Pikiranku bercabang-cabang. Memikirkan Isha dan juga mas Dodi yang sedang berduka karena abangnya kecelakaan.
Tiba-tiba aku dikejutkan dengan suara bunda memanggil aku.
"Tok, tok.....Ira!"
"Bentar Bun."
Aku pun membuka pintu kamarku dan berjalan keluar. Kuhampiri bunda yang berdiri di depan pintu.
"Itu nek Ijah datang." Ucap bunda.
Aku pun segera menjumpai nek Ijah di teras depan.
"Ada apa Nek?"
"Ra, mama Isha datang."
"Jadi kenapa Nek?"
"Isha tidak mau didekati mamanya. Dia merajuk dan tidak mau makan."
"Jadi maksud nek Ijah gimana?" Tanya bunda.
"Ira ke rumah ya, nyuapi Isha. Kasihan dia tidak mau makan."
"Tapi gimana dengan mama Isha, Nek. Pasti nanti akan tersinggung." Ucapku.
"Iya Nek, pasti mama Isha akan tersinggung." Kata bunda menambahi.
"Biar saja Ra tersinggung, biar cepat pulang." Jawab nek Ijah dengan nada sepertinya tidak suka.
"Nenek gak boleh seperti itu." Ucap bunda lagi.
"Biar saja Bu. Nenek gak suka lihat mamanya Isha. Suka ngatur, dan banyak kali pertanyaannya. Sepertinya dia masih suka dengan mas Dika.
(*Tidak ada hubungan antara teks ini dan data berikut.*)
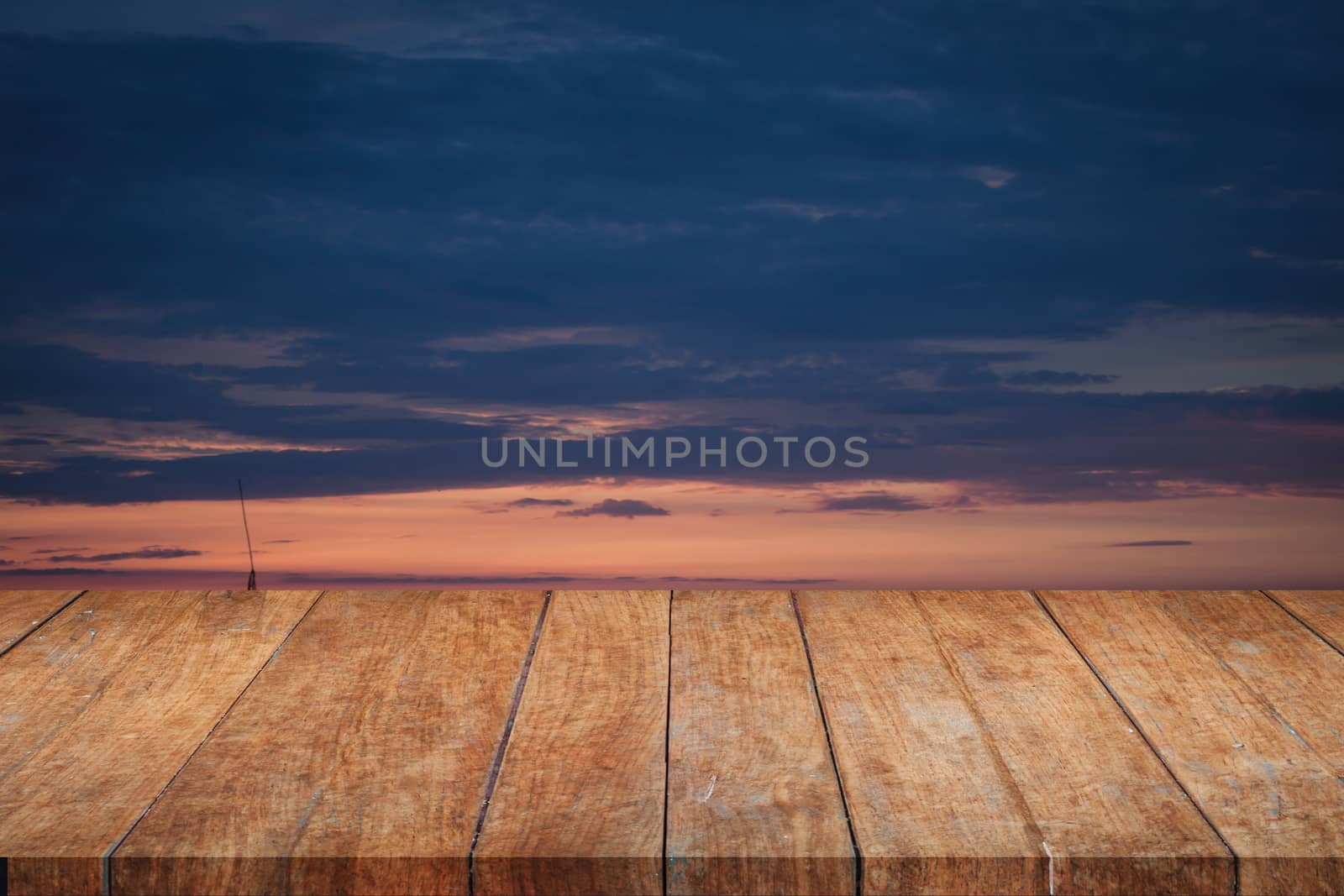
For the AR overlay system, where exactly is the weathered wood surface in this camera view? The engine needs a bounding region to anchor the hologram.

Isha saja yang anaknya tidak suka, apalagi orang lain."
"Ya sudah Nek, biar Ira sekarang kesana."
Aku dan nek Ijah pun berjalan menuju rumah Isha.
Sampai depan pintu, aku disambut Isha dengan ocehannya.
"Tante...., Tante sudah pulang kerja?"
"Tante hari ini gak kerja sayang."
"Kenapa gak dari tadi Tante kemari?"
"Tante banyak kerjaan saya." Jawabku bohong.
Kulihat pandangan mama Isha sepertinya gak suka dengan kedatanganku.
"Kenapa kamu tidak mau makan sayang. Kan ada nek Ija yang menyuapi Isha. Ada juga Mama."
"Tapi Isha maunya disuapi sama Tante."
"Jadi kalau Tante pulangnya sore, Isha makannya gimana?"
"Ya nunggu Papa. Bentar lagi Papa kan
pulang, tante."
"Papa biasanya sore baru pulang sayang."
"Papa tadi bilang sama Isha, katanya siang sudah pulang. Ha...itu pasti suara mobil papa."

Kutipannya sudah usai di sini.